The sentencing provoked a reaction from, among others, equality parliamentary secretary Rosianne Cutajar, who criticised the lengthy waiting period to reach final verdict.
“When a young man is left in legal limbo for eight years on an act he committed when he was still a young man, it becomes clear that we have a problem with our courts. I know that like him there are many going through this martyrdom – for me, I can never call this system fair,” Cutajar said.
Apart from the length of judicial proceedings, however, this case (and others like it) also raise questions about whether the judiciary has enough discretion to apply all the options at its disposal.
As criminologist Dr Sandra Scicluna explained in an interview with this newspaper: “As the law stands right now, there are mandatory prison sentences for drug trafficking, manufacturing, importation and distribution. Also, suspended sentences do not apply. In these cases, the magistrate would have no choice but to apply a prison sentence.”

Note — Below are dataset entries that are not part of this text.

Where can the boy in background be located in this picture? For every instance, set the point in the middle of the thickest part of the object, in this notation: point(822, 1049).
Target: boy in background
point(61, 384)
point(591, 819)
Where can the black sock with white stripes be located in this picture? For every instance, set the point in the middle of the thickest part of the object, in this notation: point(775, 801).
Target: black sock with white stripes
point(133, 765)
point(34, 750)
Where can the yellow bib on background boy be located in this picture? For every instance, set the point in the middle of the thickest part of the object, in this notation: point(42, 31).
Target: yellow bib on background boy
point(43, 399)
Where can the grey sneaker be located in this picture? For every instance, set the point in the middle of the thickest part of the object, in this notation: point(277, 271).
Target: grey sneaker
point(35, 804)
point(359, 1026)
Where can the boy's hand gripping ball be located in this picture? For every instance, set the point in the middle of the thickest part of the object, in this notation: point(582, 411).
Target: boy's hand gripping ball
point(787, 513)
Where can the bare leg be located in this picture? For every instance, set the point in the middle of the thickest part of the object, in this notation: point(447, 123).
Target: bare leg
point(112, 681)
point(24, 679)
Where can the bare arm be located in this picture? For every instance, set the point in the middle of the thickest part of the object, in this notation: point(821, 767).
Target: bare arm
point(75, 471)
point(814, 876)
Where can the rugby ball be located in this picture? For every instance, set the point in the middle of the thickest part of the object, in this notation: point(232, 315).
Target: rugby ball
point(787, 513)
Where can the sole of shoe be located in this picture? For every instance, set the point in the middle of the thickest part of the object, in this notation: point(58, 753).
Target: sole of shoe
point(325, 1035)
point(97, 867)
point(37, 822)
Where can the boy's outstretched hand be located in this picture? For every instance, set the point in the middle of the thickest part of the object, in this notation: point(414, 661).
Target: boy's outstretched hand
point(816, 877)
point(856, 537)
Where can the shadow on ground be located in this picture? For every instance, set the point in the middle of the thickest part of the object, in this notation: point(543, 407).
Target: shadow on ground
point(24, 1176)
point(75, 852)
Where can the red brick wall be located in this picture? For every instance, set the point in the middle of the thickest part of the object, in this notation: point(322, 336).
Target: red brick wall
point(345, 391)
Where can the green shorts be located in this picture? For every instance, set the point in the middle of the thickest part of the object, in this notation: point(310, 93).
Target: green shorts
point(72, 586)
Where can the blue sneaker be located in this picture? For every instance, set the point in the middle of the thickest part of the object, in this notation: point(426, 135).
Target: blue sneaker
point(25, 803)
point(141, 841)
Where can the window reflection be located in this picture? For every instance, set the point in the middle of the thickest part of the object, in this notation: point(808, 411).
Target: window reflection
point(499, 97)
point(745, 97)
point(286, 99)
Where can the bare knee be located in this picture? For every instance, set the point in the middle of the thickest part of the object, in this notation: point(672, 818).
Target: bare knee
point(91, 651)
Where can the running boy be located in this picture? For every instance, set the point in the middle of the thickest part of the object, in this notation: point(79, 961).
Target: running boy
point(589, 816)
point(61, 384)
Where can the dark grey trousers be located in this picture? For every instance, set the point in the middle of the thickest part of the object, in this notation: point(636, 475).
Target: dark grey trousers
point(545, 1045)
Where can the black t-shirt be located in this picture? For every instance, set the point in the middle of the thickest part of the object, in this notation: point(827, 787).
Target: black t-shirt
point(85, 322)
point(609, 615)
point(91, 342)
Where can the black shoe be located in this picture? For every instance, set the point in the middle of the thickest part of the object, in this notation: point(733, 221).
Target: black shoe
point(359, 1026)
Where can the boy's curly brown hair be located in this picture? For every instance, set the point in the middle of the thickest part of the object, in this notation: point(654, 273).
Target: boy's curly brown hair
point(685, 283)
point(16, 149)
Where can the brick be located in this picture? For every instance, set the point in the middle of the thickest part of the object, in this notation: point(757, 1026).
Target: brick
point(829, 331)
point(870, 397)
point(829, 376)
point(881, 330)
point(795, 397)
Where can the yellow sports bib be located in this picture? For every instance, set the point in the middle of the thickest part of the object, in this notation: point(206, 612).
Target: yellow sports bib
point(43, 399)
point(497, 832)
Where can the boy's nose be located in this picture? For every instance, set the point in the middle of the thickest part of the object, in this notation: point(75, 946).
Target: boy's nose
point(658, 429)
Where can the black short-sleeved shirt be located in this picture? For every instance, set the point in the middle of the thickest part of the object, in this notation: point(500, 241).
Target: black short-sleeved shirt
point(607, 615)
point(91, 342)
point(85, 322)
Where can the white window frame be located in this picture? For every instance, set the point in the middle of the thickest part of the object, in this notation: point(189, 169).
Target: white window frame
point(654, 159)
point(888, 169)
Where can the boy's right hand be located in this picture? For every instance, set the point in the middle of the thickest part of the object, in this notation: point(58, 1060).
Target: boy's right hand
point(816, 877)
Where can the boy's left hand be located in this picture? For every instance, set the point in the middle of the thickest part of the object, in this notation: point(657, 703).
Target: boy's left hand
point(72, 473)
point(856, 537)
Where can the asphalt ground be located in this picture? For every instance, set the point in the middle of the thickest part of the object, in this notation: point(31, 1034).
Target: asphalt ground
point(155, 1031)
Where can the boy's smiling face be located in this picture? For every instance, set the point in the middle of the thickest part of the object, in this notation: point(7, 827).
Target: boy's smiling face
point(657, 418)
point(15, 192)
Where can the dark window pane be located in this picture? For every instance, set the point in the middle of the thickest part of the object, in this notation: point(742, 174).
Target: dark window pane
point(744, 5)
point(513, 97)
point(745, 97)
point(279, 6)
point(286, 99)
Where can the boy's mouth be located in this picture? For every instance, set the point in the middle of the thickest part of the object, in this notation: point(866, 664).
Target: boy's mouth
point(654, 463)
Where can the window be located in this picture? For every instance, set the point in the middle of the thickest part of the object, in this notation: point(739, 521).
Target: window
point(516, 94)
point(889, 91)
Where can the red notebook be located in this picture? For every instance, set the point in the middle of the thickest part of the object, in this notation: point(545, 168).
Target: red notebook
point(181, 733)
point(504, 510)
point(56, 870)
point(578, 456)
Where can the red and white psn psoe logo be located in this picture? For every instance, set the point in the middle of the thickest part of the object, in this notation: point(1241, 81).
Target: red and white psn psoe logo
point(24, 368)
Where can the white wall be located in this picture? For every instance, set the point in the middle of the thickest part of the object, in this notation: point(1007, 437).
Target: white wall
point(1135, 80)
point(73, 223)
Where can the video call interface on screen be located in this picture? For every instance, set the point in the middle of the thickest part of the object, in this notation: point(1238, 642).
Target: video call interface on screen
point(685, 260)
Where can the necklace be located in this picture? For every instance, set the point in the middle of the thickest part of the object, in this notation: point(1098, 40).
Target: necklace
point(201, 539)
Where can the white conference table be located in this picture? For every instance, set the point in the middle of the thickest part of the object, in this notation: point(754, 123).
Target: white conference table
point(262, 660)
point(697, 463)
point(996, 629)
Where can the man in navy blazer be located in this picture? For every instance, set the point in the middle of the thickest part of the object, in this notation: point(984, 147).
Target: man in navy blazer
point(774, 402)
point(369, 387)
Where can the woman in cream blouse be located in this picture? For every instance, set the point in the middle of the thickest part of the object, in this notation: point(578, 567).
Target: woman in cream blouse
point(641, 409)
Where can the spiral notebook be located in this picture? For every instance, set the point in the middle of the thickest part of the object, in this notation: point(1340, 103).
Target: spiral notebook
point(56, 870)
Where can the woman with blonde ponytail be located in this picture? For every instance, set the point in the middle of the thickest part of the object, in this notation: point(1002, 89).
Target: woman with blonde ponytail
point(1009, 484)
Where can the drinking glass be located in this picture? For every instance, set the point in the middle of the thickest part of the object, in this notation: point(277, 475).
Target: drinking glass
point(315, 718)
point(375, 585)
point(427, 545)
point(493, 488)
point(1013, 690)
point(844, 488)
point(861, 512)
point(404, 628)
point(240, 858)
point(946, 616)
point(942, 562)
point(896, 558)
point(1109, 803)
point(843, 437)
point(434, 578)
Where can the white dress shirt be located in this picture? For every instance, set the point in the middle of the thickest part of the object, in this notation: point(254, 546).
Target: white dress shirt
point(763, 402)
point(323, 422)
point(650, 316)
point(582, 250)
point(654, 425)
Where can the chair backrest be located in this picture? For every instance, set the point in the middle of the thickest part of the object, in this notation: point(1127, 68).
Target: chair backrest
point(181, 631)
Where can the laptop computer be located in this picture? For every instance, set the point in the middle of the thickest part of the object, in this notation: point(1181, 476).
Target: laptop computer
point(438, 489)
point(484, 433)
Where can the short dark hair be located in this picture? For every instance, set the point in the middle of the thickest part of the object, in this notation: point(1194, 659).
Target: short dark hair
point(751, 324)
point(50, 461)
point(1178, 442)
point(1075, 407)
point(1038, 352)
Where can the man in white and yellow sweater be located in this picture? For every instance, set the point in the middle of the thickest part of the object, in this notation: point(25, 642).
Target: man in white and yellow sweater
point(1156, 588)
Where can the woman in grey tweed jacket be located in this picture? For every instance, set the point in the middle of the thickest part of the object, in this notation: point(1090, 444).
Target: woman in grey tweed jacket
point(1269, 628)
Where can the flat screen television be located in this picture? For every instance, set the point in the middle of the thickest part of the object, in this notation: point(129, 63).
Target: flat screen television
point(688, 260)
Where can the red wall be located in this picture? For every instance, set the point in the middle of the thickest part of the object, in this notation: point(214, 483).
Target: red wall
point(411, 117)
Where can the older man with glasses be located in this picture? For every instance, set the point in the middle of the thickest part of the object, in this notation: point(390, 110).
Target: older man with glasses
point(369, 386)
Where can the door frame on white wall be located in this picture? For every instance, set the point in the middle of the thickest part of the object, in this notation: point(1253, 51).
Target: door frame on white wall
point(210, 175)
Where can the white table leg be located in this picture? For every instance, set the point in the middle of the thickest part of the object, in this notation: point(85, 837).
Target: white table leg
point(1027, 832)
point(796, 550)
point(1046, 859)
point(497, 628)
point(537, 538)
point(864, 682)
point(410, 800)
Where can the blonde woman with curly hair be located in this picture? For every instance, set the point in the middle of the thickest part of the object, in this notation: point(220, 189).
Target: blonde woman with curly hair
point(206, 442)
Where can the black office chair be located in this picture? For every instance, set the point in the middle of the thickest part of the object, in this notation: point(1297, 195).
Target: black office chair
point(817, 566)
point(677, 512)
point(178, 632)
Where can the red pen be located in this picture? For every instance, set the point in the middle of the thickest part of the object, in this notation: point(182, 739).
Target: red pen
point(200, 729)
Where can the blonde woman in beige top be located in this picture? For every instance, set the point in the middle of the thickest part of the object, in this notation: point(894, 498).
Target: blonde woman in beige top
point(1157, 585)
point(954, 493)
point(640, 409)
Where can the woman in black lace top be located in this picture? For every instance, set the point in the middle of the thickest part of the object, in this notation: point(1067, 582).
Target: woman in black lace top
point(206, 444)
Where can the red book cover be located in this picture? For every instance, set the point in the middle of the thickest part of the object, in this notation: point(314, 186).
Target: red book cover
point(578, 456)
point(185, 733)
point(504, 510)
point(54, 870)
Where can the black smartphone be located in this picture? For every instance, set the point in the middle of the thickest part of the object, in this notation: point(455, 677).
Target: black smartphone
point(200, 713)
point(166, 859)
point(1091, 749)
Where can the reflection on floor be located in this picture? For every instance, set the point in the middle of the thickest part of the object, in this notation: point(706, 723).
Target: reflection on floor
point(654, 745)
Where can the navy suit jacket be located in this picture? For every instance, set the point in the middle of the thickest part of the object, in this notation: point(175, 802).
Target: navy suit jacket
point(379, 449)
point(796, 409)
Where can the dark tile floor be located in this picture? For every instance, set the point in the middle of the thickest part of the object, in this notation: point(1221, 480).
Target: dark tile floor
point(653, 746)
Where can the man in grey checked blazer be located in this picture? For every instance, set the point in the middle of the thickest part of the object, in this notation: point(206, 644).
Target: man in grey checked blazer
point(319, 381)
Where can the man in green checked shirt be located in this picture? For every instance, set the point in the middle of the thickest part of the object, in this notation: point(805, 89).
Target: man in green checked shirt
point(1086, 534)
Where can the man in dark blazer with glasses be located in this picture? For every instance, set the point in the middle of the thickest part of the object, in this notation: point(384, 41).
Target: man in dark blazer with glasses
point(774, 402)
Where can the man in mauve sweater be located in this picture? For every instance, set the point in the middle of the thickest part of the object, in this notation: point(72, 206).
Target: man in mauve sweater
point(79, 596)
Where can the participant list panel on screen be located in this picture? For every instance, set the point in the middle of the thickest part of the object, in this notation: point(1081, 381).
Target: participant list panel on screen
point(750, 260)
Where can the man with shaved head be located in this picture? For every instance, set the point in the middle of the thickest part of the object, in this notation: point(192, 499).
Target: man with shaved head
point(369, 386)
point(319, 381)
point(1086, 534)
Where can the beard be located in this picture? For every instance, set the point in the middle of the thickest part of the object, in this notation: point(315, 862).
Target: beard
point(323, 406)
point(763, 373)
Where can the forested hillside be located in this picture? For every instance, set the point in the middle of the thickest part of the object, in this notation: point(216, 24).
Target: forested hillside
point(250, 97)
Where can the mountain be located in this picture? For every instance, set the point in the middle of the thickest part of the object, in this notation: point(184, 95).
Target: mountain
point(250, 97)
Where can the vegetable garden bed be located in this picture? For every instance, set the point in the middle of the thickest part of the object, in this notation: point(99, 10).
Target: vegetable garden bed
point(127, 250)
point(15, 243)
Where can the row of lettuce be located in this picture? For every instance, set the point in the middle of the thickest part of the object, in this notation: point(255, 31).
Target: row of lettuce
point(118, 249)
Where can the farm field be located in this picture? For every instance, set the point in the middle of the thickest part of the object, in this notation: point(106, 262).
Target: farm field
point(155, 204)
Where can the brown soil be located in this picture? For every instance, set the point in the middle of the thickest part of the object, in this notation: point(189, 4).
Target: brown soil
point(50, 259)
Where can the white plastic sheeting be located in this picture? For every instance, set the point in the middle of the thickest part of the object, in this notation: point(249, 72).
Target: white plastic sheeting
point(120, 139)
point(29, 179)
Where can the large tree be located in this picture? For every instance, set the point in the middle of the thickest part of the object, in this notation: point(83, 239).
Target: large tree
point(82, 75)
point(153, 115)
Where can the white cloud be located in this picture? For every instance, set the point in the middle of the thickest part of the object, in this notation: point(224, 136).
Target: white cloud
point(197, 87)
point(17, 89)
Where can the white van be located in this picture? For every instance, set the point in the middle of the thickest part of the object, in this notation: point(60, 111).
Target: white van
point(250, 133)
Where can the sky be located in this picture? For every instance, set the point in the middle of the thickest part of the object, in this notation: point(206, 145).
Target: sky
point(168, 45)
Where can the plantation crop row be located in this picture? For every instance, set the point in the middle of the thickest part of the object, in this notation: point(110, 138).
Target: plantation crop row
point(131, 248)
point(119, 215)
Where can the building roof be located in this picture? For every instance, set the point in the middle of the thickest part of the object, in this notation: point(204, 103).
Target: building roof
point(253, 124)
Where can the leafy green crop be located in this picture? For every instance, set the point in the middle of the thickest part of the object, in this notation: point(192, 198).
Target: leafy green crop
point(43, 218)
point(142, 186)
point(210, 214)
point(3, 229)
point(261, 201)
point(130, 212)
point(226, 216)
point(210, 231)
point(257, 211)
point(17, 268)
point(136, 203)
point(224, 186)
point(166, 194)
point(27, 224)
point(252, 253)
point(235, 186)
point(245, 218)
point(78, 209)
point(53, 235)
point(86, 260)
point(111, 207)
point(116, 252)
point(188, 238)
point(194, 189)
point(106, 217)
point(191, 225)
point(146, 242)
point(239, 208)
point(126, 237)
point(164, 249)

Such concerns have frequently been expressed even by the judiciary itself. In a recent analogous case, a young woman was initially sentenced to six months, over cultivation of 6.5 grams of cannabis under circumstances which indicated it was for personal use.
In handing down her decision, Magistrate Natasha Galea Sciberras criticised the current wording of the law, because it “fails suitably distinguish between who truly deserves effective imprisonment.”
However, the problem has deep roots in our legal system. In the 1990s, a similar situation had unfolded, following amendments aimed at strengthening Malta’s offensive against drugs. At the time, the law was changed to redefine as ‘trafficking’ the importation of any quantity of illicit substances; and likewise stipulated a mandatory prison sentence in all cases.
The result was a number of increasingly embarrassing convictions of foreigners – such as Swiss teenager Gisela Feuz – who imported negligible quantities of cannabis, in ignorance of Malta’s drug legislation.
The issue itself, however, is by no means restricted to drugs. Dr Scicluna has also questioned whether it is counter-productive for the law-courts to hand down any prison sentences of a short duration – two years or less – arguing that, in a system supposedly based on ‘rehabilitation’, there would not be enough time to work with the offender.
And yet, a recent Parliamentary Question revealed that around half Corradino’s current convicted population are serving sentences of two years or less. Moreover, there are at present more people held in custody under arrest at Corradino, than actually serving a sentence.
As a result, a prison which has a maximum capacity of around 700, is currently holding more than 900 people. Around 500 of those are awaiting trial.
Coupled with the extent of the court’s current backlog of ending cases, the time has perhaps come to review our criminal penal system. Past experience, such as the Gisela Feuz fiasco, already suggests that mandatory prison sentences, in the absence of judicial discretion, do not work to deter serious crime.
And the sheer number of unnecessary prison sentences is also placing undue pressure on an already over-crowded prison: without improving the rehabilitation rate of offenders.
Moreover, the current situation denies the judiciary the opportunity to contemplate alternatives to prison, which are already – in theory – accommodated by the law. Questioning whether prison really is the right environment for minor offenders, Scicluna added that other approaches – including community service, or probation orders – are being neglected.
“These alternatives do exist; but the law, in its current state, does not allow the judiciary the discretion to actually use them,” she said, adding that the judiciary is well aware of the problems in legislation.
Indeed, the problem is visible to not just the judiciary; but also to academia, and to a general public which – when making comparisons to sentencing policies in other, more serious criminal matters – may be justified in asking themselves whether justice is really being served at all.